I have attached two text files that should be renamed to .php:
backup_dbs.txt is the meat and potatoes, no changes are really required under this file.
backup_dbs_config.txt is the file that you need to define your credentials in, e-mail address for alerting, destination directories and compression. As it stands, this script will backup every database that the provided credentials have access to, and pack them up in a nice & tidy compressed file.
It is really quite simple, after making the required parameter changes to backup_dbs_config & renaming both files from .txt to .php, find a spot on your server to run them from (they should not be accessible via public web, keep them completely internal).
After you set up your directory to run from and create a directory to store the backup files, just create a cron job that calls backup_dbs.php at whichever interval you prefer.
In my configuration, I actually duplicated the scripts and designated one set for hourly. This allows me to run a daily backup at 1am and place the files in one directory, and run the other set of scripts every hour and place them in another hourly directory. I then created another cron job that will run every day and purge all files older than 3 days from my hourly directory, otherwise it grows quite large.

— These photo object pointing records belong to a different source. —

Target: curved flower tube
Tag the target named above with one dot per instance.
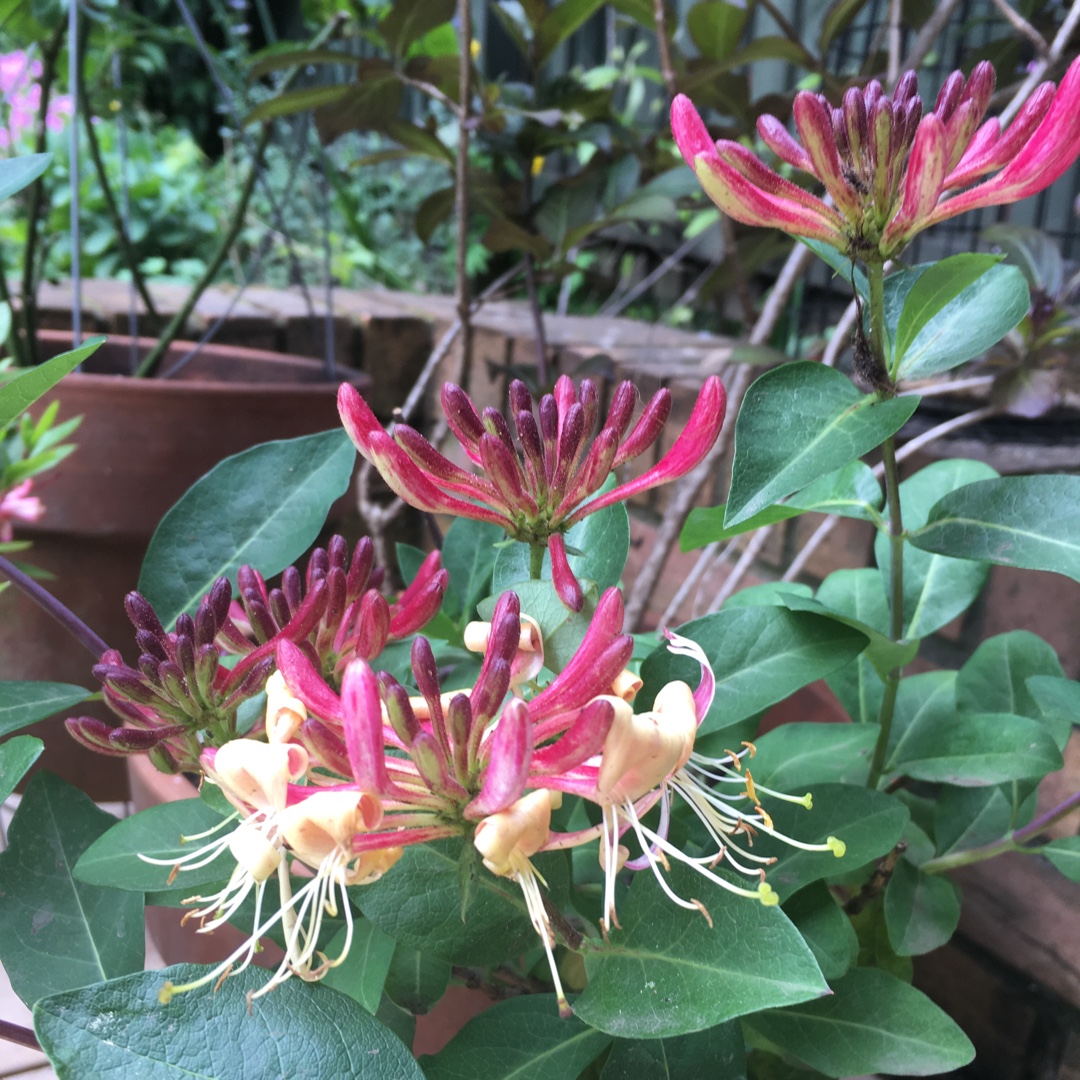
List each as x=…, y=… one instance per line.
x=888, y=165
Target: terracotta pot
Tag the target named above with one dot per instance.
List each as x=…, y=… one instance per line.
x=142, y=444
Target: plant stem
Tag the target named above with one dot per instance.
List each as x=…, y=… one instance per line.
x=875, y=274
x=1011, y=842
x=536, y=561
x=46, y=602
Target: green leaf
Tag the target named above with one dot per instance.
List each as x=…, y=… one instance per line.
x=798, y=422
x=405, y=23
x=420, y=904
x=868, y=822
x=416, y=980
x=469, y=556
x=23, y=703
x=18, y=173
x=968, y=325
x=715, y=27
x=120, y=1028
x=363, y=972
x=55, y=932
x=16, y=756
x=561, y=22
x=936, y=589
x=825, y=928
x=716, y=1052
x=1065, y=854
x=936, y=285
x=264, y=505
x=872, y=1023
x=667, y=972
x=1030, y=522
x=974, y=750
x=851, y=491
x=995, y=679
x=921, y=910
x=796, y=755
x=758, y=655
x=602, y=539
x=19, y=393
x=157, y=833
x=517, y=1039
x=859, y=594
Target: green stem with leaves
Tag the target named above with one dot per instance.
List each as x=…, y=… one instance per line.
x=875, y=274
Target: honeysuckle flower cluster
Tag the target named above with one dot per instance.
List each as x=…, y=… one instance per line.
x=180, y=698
x=545, y=482
x=891, y=167
x=349, y=780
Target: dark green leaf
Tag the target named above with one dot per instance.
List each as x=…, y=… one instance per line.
x=868, y=822
x=935, y=589
x=517, y=1039
x=18, y=173
x=716, y=1052
x=799, y=422
x=921, y=909
x=1065, y=854
x=416, y=980
x=667, y=972
x=796, y=755
x=1031, y=522
x=405, y=23
x=113, y=858
x=937, y=285
x=120, y=1028
x=23, y=703
x=872, y=1023
x=16, y=756
x=850, y=493
x=860, y=594
x=759, y=656
x=264, y=507
x=469, y=555
x=55, y=932
x=969, y=324
x=364, y=970
x=715, y=27
x=420, y=904
x=825, y=928
x=19, y=393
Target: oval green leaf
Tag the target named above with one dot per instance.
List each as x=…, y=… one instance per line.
x=264, y=505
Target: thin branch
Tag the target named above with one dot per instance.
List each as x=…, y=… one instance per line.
x=894, y=42
x=685, y=491
x=1022, y=25
x=1042, y=65
x=746, y=559
x=663, y=46
x=841, y=336
x=48, y=603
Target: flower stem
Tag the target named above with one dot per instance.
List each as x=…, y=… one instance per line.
x=1011, y=842
x=875, y=274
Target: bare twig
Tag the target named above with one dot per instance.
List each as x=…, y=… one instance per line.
x=1022, y=25
x=894, y=42
x=663, y=48
x=685, y=491
x=746, y=559
x=1042, y=65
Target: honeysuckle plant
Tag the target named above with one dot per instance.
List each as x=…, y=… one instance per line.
x=487, y=779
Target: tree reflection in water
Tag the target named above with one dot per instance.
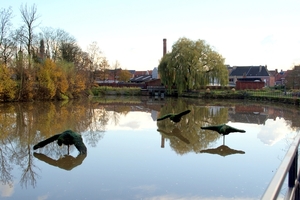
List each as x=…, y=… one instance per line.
x=25, y=124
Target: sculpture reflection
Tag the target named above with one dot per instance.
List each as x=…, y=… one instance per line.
x=174, y=117
x=176, y=133
x=68, y=138
x=222, y=150
x=223, y=129
x=67, y=162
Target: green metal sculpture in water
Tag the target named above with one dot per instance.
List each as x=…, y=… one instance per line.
x=68, y=138
x=174, y=117
x=223, y=129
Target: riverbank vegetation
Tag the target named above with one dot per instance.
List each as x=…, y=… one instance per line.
x=43, y=63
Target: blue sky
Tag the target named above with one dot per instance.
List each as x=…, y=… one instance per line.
x=256, y=32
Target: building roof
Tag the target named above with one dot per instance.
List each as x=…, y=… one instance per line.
x=141, y=79
x=249, y=71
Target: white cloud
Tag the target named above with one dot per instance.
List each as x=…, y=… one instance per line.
x=273, y=131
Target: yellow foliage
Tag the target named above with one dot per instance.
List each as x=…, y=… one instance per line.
x=7, y=85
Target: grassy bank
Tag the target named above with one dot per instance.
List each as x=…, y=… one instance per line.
x=108, y=90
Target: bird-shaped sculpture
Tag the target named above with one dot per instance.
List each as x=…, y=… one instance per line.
x=174, y=117
x=68, y=138
x=223, y=129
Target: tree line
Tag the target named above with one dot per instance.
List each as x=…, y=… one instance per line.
x=47, y=63
x=191, y=65
x=44, y=62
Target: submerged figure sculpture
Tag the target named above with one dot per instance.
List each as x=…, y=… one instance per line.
x=174, y=117
x=68, y=138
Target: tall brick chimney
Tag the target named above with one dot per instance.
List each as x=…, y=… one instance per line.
x=164, y=47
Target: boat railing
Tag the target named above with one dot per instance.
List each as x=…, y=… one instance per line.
x=288, y=167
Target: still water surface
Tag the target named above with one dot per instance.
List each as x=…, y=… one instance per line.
x=132, y=156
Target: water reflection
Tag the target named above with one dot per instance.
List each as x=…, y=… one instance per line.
x=222, y=150
x=174, y=133
x=66, y=162
x=25, y=124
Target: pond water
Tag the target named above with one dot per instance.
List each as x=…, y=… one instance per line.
x=130, y=155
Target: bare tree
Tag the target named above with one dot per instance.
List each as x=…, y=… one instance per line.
x=29, y=17
x=6, y=44
x=95, y=56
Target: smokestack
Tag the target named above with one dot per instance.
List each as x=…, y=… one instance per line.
x=164, y=47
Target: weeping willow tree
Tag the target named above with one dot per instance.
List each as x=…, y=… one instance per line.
x=190, y=65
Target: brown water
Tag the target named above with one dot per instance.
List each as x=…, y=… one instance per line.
x=128, y=158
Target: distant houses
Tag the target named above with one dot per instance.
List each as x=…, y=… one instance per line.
x=240, y=77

The purge Cron command looks like this:
find /var/path/to/sqlbackup/bkup-hourly/ -mtime +3 -exec rm -f {} \;
I don't purge my daily backups automatically, instead I'll manually clean those up on a quarterly basis. I will typically keep one backup from every month prior to the current & keep dailys for the current month only.
I will warn you that while this is a nice 'set it and forget it solution', if you let it go for too long without manual or automatic purging you will quickly run out of disk space - which in turn can cause corruption and you'll be faced with the outage you were trying to avoid!
It is also good practice to pull your backup files to a destination other than your production web host for safe keeping.
This has already saved my bacon on more than one occasion with minimal interruption to service. Additionally, you have archived content that you can now access if it were to ever become deleted. This can be very useful if you were to ever get into a legality issue with members & need to pull up incriminating evidence that they tried to destroy. If/when authorities ever come knocking, you don't want to turn up empty handed.